Free Will or Free Won't?

Free Will or Free Won't?
Photo by Marc-Olivier Jodoin / Unsplash

Each morning, as we wake up and go about our lives, we like to believe that we have free will.

The ability to act purposefully driven by our mind.

But science suggests otherwise.

In the 1980s, neuroscientist Benjamin Libet conducted a now-famous experiment. He asked participants to move their wrists whenever they felt like it.

Meanwhile, he measured brain activity. What he found was surprising. Something called the readiness potential appeared in the brain about 300 milliseconds before the person reported the conscious intention to move.

Put simply, the brain had already started preparing for the action before the person was aware of deciding to do it.

So then, how were we exercising free will? If the brain had already decided before we could, then who was really in control?

One answer was proposed by Libet himself.

While the initiation of an action might begin unconsciously, he proposed that we still have the power to veto it. To stop the action just before it occurs.

He called this free won’t. The ability to say no.

A profound distinction, it suggests that while impulses arise automatically, we still have a gatekeeper. A moment of awareness where we can intervene.

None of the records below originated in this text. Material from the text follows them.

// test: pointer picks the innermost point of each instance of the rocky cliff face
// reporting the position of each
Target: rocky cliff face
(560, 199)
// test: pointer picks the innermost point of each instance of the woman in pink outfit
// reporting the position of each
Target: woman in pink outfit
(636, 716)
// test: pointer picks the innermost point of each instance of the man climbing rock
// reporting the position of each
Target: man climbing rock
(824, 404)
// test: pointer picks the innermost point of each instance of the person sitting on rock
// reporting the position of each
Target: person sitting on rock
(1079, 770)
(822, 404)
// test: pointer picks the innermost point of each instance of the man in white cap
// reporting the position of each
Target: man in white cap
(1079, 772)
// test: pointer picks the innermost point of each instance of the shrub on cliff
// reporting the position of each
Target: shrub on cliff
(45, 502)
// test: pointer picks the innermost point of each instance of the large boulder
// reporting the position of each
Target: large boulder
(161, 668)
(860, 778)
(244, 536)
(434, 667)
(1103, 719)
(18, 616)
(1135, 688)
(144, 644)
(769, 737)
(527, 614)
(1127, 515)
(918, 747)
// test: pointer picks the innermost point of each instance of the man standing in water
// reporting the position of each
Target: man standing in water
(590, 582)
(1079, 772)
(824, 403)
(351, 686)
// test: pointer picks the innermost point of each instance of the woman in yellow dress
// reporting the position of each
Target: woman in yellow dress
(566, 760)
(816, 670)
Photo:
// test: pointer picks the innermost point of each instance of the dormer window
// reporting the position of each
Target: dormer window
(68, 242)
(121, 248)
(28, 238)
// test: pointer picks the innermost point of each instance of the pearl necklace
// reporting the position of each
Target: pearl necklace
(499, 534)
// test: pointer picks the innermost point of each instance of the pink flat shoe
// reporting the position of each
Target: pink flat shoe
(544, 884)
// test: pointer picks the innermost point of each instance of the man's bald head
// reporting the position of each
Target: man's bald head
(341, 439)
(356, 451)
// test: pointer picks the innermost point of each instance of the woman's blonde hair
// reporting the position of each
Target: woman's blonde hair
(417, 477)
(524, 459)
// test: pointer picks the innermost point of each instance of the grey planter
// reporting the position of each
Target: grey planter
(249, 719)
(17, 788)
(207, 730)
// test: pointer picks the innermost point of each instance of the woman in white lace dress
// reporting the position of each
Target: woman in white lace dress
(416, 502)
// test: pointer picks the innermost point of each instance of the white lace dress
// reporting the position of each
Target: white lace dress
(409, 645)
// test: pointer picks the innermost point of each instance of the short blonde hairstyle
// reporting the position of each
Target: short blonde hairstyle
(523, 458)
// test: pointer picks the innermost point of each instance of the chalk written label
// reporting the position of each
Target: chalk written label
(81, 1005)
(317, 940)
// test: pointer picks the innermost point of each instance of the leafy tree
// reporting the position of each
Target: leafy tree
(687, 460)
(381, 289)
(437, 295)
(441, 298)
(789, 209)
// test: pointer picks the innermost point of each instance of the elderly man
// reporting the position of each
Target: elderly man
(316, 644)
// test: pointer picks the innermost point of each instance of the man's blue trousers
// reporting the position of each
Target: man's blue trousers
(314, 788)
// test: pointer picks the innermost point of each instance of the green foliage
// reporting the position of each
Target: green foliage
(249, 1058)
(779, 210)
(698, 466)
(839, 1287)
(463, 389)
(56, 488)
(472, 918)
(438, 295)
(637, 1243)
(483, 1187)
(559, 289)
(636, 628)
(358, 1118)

This is supported by later research showing that parts of the brain responsible for decisions can override motor impulses.

Free won’t is not about creating action. It is about inhibiting it.

This also explains why practices like meditation, breathwork, or cognitive reappraisal feel so hard.

Your system that generates impulses is always on. You are trying to override your impulses.

What I keep referring to as slowing down the brain. If you persist, you capacity to do so gets stronger.

Transformation, then, lies not in generating perfect decisions, but in creating a gap.

A space between urge and action. A place where free won’t can arise.

In that space lies our freedom. Not to do. But to not do.

And that may be the most powerful choice we have.